Conversations with clients are easy when we are bringing good news. That news, like explaining how to solve problems or the strategies that will save a business, provides hope and comfort.
But we cannot succeed all the time. Delivering bad news is far more daunting than delivering hope or reporting on success.
I like to be direct. My approach is to state the issue and the expected outcome. For example, “We were looking into and researching whether or not your tax debt would be discharged if a bankruptcy was filed now. Unfortunately, the law appears to be fairly well-set the other way.”
Or, “We submitted our briefs and had our oral argument last month. The judge has now issued her decision, which is not in our favor.”
This message tells the client what we were talking about and how it turned out. We then move to the explanation.
We can explain a court’s rationale, or why our research led us to believe our position will not succeed. This discussion is made much easier if we previously had laid out the facts and risks in writing to the client (which is our standard policy).

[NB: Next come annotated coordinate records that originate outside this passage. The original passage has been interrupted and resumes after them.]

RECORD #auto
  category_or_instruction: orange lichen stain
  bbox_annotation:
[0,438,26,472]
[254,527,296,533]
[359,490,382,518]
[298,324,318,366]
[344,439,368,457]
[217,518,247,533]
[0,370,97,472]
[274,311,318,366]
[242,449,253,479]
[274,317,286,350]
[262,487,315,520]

Now the conversation moves to what effect the bad news has on our goals, and the options we have moving forward. It is not acceptable to simply state, “Here is your bad outcome. See you later.”
Our client has to go forward and there are almost always options for doing so. Often clients’ long-range goals can still be achieved. These options should be provided with timetables and budgets. We include any appropriate cost/benefit analysis and our recommendations, as well as the reasons for those recommendations.
I have seen far too many attorneys simply ask the client, “What do you want to do?” While it is certainly and ultimately the client’s decision, it is the duty of the lawyer to fully inform the client. I believe that includes “going out on a limb” and providing my recommendation. I always support that recommendation and the reasoning behind it. Then it is the client who gets to decide, not with only the facts, but with the reasoned opinion of his or her counsel.
And I am never afraid to put that opinion in writing. In fact, we require our attorneys to put things in writing. In doing so, we avoid misunderstandings and we provide the client with the opportunity to re-read and better ponder or consider his/her decision.
The actual delivery of bad news, though, should rarely be in writing. In-person meetings are usually better. Body language is an important means of communication, and I want to demonstrate empathy and my resolve to go forward for my client.
When in-person meetings are not possible, a personal telephone call or Zoom meeting is probably the next best alternative. Sending an email or letter is the least effective way of delivering bad news. That written confirmation should follow the actual conversation.
By following these processes, I have found that my clients know that we’re still partners.
Please share your own tips and thoughts on delivering bad news. That may be good news for all of us.